17th May is International Day Against Homophobia, Biphobia and Transphobia. The global day helps highlight how far we still must go in fully recognising the rights—and humanity—of LGBTQIA+ people all over the world.
Most people have heard of Pride—events that celebrate protest and progress made by queer people in rights and acceptance—but fewer people have heard of the International Day Against Homophobia, Biphobia, and Transphobia (IDAHoBiT). Since 2004, the day has been marked every year to highlight challenges that LGBTQIA+ people face every day, all over the world.

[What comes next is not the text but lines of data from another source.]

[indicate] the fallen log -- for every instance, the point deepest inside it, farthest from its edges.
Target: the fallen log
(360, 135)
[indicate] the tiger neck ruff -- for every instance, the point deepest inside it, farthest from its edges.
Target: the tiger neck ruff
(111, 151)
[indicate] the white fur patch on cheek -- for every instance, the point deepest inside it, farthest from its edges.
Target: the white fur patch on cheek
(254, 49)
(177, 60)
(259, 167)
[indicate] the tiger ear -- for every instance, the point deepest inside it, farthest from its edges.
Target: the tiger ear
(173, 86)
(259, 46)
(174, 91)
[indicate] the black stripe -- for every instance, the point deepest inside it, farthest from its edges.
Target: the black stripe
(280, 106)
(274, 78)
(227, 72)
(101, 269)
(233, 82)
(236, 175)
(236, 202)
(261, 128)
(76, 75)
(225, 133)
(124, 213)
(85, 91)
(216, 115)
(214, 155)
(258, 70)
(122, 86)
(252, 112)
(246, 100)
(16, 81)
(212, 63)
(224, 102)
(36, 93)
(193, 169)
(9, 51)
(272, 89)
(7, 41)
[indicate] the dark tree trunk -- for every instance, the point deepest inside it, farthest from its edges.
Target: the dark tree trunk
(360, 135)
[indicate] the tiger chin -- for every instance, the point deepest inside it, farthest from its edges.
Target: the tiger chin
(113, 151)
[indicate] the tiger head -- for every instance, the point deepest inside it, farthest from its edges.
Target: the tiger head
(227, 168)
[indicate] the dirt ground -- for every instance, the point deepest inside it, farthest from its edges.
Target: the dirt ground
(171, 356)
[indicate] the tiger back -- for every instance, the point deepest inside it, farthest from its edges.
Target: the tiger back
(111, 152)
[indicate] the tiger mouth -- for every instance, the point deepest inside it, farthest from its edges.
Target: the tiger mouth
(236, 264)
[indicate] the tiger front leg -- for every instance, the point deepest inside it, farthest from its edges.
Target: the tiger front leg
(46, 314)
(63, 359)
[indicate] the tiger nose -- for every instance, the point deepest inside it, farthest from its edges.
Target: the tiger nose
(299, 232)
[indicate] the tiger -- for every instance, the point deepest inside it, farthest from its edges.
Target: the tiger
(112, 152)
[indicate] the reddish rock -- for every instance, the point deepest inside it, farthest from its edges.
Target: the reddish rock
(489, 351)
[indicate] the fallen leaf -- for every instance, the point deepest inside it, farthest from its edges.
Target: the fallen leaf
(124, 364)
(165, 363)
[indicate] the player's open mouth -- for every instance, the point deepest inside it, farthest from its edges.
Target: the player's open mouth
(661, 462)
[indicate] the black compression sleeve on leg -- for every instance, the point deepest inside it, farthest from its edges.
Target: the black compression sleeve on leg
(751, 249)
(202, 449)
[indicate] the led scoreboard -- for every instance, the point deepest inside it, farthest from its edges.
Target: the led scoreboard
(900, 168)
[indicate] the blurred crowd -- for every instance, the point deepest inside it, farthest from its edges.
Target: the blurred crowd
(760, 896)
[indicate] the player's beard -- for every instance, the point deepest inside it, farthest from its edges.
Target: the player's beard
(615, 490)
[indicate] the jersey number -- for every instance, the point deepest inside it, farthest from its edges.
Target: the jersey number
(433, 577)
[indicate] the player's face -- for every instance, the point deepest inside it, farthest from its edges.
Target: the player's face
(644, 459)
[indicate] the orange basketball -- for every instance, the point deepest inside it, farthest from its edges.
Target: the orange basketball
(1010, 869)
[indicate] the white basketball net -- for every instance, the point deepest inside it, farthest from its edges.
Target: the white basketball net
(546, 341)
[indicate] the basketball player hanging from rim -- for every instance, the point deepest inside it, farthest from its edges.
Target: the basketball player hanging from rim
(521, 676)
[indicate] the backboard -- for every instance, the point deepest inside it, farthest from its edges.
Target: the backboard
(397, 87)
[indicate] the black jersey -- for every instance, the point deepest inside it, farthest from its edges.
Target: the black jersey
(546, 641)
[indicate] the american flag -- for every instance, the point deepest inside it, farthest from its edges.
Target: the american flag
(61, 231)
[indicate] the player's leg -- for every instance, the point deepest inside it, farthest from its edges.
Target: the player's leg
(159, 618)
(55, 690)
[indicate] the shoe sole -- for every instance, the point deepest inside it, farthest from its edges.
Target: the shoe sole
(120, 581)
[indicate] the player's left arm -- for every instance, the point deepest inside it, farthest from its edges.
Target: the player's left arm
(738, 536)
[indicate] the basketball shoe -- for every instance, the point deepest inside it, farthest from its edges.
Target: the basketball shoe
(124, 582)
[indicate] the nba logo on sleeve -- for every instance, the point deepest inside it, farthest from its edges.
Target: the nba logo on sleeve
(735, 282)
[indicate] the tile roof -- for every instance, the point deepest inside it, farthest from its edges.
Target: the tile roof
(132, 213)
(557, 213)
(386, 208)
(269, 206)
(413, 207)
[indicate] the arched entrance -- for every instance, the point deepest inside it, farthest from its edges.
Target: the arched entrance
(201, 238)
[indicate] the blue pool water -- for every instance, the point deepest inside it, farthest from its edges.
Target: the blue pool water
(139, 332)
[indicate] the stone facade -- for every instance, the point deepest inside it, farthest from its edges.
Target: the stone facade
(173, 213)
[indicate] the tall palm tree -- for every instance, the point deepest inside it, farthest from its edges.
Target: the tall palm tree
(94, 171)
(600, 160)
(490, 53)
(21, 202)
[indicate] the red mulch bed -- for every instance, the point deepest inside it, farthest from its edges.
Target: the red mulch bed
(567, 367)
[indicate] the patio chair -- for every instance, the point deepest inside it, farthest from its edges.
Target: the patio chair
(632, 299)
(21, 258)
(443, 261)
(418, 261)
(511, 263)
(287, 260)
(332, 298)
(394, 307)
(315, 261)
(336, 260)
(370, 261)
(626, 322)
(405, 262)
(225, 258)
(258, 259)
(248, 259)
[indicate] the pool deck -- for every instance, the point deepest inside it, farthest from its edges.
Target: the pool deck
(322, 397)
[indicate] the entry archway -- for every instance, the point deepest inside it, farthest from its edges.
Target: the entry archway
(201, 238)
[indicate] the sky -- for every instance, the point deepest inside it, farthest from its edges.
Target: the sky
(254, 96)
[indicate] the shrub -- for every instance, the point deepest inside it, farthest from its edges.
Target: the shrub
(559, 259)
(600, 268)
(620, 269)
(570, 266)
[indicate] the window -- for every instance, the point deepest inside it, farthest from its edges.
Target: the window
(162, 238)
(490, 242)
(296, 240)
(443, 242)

It may seem to some that the fight against homophobia, biphobia, and transphobia has been won. Sadly, that could not be further from the truth. Whilst we have come a long way in terms of legal protections and equal rights, being open about your identity can bring about exclusion, threats, or even violence. For people whose gender or sexuality is outside the cisgender heterosexual norm, the threat of discrimination, rejection, or violence is coupled with a relative lack of representation of our lives in the mainstream of politics, popular culture, and media.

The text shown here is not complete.